Шарлотта огляделась вокруг – герцогская спальня, поражавшая пышностью и изяществом убранства, хранила следы исключительно мужского присутствия, если не считать щетки для волос с рукояткой того же изысканного серебристо-серого оттенка, что и стены.

– Понимаю ваше тактичное молчание, – снова раздался низкий голос. Шарлотта перевела взгляд на кровать: Вильерс опять закрыл глаза и расслабленно привалился к подушкам. – Трудно представить рядом со мной детей или меня рядом с детьми. А как вы относитесь к детям? Хотите завести семью?
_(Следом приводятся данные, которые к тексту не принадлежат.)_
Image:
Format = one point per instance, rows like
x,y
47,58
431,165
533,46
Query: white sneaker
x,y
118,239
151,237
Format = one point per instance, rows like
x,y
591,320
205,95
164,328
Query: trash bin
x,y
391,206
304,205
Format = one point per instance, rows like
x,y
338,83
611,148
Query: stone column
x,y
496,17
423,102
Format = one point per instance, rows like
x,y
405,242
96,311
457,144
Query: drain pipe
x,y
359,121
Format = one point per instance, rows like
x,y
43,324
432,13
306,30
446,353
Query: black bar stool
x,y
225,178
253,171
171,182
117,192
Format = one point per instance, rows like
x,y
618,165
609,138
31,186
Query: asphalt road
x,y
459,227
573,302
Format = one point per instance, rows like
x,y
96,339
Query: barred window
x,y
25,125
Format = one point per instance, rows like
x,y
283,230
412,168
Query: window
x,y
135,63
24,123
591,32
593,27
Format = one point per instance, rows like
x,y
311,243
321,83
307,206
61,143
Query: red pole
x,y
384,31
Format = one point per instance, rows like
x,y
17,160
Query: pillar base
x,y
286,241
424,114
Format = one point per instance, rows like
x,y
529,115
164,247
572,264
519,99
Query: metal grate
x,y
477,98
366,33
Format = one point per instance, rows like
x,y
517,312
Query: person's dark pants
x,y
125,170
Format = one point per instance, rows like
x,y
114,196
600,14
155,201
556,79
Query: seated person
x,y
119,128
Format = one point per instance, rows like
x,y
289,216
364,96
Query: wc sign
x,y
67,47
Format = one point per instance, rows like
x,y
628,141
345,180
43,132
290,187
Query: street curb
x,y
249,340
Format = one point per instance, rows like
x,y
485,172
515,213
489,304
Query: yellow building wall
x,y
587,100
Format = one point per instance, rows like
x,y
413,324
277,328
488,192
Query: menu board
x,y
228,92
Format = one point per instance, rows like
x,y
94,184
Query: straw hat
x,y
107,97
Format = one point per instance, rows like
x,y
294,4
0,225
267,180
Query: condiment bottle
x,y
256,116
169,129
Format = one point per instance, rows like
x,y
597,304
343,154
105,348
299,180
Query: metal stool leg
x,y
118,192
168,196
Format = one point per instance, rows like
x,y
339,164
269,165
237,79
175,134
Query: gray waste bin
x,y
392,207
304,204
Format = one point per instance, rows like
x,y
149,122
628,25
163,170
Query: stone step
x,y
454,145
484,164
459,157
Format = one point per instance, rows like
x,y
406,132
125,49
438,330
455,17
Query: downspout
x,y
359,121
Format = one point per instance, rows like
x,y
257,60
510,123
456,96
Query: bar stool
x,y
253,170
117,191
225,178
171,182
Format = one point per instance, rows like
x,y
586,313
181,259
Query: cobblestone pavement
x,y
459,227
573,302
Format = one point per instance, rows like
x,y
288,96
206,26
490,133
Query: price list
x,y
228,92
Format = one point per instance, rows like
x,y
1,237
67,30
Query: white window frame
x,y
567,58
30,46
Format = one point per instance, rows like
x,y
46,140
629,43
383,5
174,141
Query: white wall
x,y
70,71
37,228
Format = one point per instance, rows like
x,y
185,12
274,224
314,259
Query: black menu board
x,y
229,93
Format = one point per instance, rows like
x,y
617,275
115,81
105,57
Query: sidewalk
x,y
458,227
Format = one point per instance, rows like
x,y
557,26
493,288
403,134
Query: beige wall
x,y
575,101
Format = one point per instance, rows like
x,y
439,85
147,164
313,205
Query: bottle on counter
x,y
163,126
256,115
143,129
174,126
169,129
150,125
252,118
– Разумеется, ведь я живой человек, – не удержалась от восклицания Шарлотта, раздосадованная его бесцеремонностью.

– В глазах света, наверное, уже нет, – продолжал больной. – Сколько вам лет? Лет двадцать шесть?
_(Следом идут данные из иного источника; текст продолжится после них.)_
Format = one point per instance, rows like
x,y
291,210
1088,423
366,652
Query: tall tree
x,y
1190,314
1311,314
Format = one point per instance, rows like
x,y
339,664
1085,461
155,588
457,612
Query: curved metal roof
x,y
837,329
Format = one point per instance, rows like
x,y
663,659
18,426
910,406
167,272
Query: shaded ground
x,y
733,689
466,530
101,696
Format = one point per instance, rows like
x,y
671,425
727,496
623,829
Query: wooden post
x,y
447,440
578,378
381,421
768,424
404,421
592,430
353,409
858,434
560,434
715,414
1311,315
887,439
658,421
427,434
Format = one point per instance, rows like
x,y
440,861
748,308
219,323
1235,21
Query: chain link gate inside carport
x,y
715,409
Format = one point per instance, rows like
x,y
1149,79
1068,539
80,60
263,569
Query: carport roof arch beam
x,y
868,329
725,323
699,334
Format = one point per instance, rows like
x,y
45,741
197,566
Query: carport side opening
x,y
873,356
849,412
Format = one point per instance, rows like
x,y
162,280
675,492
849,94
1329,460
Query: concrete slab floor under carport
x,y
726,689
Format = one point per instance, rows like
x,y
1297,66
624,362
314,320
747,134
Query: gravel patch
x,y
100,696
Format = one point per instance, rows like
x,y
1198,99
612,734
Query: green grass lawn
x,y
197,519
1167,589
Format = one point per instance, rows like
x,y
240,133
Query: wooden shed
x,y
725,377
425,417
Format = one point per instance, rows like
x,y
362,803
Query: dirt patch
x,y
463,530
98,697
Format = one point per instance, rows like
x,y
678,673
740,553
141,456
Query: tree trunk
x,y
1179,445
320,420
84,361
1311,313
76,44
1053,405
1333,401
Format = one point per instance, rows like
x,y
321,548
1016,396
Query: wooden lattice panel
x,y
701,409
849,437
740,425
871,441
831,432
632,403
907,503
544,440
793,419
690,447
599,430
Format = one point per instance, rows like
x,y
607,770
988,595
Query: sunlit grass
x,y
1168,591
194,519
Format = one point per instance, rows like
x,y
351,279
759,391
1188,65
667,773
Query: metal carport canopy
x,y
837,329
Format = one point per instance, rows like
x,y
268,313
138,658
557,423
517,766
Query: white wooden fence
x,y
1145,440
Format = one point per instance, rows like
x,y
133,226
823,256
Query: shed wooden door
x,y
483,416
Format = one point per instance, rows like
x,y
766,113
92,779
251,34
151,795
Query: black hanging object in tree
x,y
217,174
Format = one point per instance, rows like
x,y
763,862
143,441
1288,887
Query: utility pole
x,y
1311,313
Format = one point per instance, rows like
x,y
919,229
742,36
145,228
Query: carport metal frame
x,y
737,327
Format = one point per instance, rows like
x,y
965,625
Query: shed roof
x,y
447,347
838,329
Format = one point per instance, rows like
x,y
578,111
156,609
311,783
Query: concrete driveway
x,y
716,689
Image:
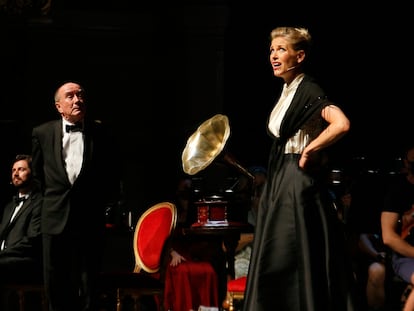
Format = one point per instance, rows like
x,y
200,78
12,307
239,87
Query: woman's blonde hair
x,y
299,37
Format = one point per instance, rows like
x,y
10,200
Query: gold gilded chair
x,y
150,245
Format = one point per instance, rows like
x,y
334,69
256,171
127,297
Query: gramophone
x,y
205,146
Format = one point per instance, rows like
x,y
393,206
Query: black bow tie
x,y
17,200
74,128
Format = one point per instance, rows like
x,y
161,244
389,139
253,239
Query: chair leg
x,y
118,300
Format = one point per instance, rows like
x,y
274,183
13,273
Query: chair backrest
x,y
152,231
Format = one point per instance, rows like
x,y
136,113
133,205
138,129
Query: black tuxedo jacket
x,y
80,207
22,235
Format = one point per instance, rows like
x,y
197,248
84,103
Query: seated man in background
x,y
20,239
370,254
397,218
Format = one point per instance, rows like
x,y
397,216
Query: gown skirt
x,y
299,260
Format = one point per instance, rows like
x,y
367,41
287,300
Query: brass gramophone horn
x,y
206,144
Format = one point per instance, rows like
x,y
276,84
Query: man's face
x,y
70,102
21,174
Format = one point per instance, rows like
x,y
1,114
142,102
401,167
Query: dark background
x,y
155,71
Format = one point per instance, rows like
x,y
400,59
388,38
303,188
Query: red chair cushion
x,y
237,285
151,235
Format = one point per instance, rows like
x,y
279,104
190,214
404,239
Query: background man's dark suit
x,y
21,259
73,216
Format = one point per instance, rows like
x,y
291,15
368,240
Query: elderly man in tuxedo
x,y
75,159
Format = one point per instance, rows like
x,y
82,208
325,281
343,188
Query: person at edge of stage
x,y
75,159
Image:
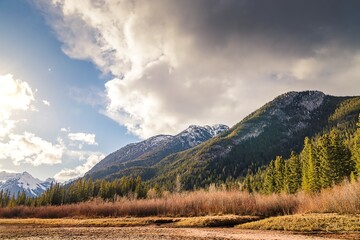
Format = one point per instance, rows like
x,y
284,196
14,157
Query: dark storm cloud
x,y
182,62
291,26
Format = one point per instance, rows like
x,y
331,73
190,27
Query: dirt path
x,y
148,233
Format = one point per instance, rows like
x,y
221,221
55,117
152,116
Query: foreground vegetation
x,y
308,223
342,199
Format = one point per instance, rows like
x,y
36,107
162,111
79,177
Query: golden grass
x,y
208,221
342,199
93,222
308,223
215,221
– Да, – едва слышно ответила гостья.

– Вот видите! В двадцать шесть лет вы не замужем, да еще флиртуете с безнадежно женатым кавалером… Разве что вы решили родить герцогу внебрачного сына…

– Надеюсь, это не предложение, – негодующе бросила Шарлотта. Безжалостная правда его слов обжигала, как огонь.
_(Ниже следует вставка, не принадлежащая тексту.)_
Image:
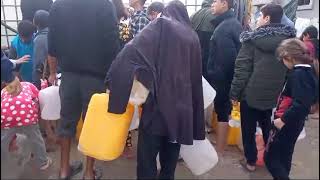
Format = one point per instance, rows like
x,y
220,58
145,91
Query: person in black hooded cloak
x,y
166,58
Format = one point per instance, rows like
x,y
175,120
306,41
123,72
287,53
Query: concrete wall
x,y
310,13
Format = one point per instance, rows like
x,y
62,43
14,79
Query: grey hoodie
x,y
259,75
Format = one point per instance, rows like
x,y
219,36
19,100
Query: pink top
x,y
311,48
21,110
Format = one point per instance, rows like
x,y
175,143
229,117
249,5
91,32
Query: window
x,y
305,4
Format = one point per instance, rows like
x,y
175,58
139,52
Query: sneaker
x,y
46,166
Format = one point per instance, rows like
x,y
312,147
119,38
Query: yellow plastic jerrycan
x,y
79,128
104,134
235,126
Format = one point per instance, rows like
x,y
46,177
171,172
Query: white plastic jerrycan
x,y
199,157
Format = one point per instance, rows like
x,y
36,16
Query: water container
x,y
261,148
199,157
234,135
50,105
302,134
104,134
79,128
214,121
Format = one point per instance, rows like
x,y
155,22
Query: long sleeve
x,y
40,53
243,71
303,95
107,23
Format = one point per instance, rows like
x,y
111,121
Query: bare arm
x,y
52,61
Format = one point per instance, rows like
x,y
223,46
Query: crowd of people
x,y
100,46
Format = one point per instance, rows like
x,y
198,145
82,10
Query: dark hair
x,y
121,11
294,49
41,19
230,3
274,11
156,7
311,31
142,2
26,28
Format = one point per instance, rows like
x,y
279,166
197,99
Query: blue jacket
x,y
224,47
22,49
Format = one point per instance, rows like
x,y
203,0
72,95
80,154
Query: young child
x,y
19,114
294,104
22,45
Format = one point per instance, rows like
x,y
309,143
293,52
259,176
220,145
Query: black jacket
x,y
224,47
83,35
29,7
174,107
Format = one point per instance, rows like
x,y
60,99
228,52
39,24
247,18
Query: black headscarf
x,y
165,58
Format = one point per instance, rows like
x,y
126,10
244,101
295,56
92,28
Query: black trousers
x,y
148,148
249,118
280,148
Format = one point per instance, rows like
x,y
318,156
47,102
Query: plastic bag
x,y
208,93
50,106
199,157
135,119
302,135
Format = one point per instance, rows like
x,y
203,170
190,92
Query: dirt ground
x,y
305,163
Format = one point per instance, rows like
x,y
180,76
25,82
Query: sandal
x,y
75,168
245,166
97,174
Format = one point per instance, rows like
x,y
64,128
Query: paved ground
x,y
305,164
– Увы, мой факел совсем угас, и даже ваше несомненное очарование бессильно зажечь его вновь…

– Мое очарование? Грубость вас не украшает, ваша светлость, и пребывание на смертном одре не дает вам права надо мной насмехаться!

Удивленный гневной тирадой гостьи, больной широко раскрыл глаза:

– Поверьте, у меня и в мыслях не было вас обидеть!

– Нет, вы оскорбили меня намеренно! Думаете, я не знаю, что у меня длинный нос, заурядное лицо, убогая немодная одежда? Именно так и должна выглядеть старая дева с жалким приданым, у которой никогда не будет детей!

С этими словами она разрыдалась.

– О, черт! – донеслось с кровати.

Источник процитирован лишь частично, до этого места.